Apesar de que as autoridades presumen do bom momento macroeconómico de Espanha, a realidade a pé de rua reflete uma situação muito diferente. A inflação acumulada segue fazendo mella na cesta de compra-a (os alimentos têm-se encarecido um 36% em cinco anos) e nas despesas fixas, asfixiando o orçamento de uns lares que vêem como seus rendimentos rendem a cada vez menos.
Neste contexto, a intenção dos espanhóis de solicitar financiamento nos próximos seis meses tem atingido um novo máximo histórico, pese ao encarecimiento do crédito derivado da subida das taxas de juro. Assim o reflete um estudo da Associação de Utentes Financeiros (Asufin), que mostra que o 35,9% dos consumidores prevê pedir um empréstimo durante o próximo semestre.

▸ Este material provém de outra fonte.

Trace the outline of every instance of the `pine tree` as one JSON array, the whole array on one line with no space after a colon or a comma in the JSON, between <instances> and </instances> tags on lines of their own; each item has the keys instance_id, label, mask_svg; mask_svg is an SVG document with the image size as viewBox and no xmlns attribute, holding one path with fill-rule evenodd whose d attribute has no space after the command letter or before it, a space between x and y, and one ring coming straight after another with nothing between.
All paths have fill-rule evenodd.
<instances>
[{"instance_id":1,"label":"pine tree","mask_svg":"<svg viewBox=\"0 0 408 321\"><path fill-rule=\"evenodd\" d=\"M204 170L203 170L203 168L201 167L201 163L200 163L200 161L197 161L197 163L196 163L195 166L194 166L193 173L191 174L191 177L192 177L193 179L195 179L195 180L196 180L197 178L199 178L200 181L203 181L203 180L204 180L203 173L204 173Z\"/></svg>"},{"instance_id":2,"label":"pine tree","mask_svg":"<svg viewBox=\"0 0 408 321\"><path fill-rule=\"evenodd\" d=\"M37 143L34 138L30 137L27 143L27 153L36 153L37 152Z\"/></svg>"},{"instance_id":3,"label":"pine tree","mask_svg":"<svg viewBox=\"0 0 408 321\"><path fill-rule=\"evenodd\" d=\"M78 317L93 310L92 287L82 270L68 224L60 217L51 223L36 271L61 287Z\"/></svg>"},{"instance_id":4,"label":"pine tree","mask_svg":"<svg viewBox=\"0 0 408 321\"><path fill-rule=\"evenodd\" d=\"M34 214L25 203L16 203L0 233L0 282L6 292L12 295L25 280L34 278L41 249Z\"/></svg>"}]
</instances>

Financiamento de viagens e férias
Trata-se da percentagem mais elevada desde que o Barómetro da organização de empréstimos começou a elaborar-se em 2020. O estudo reflete que, ainda que o financiamento de viagens e férias continua ganhando peso entre as principais razões para solicitar um empréstimo, com um 17% das respostas, os motivos relacionados com as dificuldades económicas encabeçam a lista.
Mais especificamente, a necessidade de liquidez imediata mantém-se como a principal causa para recorrer ao crédito, ao concentrar o 20,1% das solicitações previstas, enquanto a refinanciación de dívidas aumenta até o 16,3%. Em conjunto, ambos motivos, vinculados directamente a problemas de tensão financeira, representam o 36,4% do total das solicitações previstas.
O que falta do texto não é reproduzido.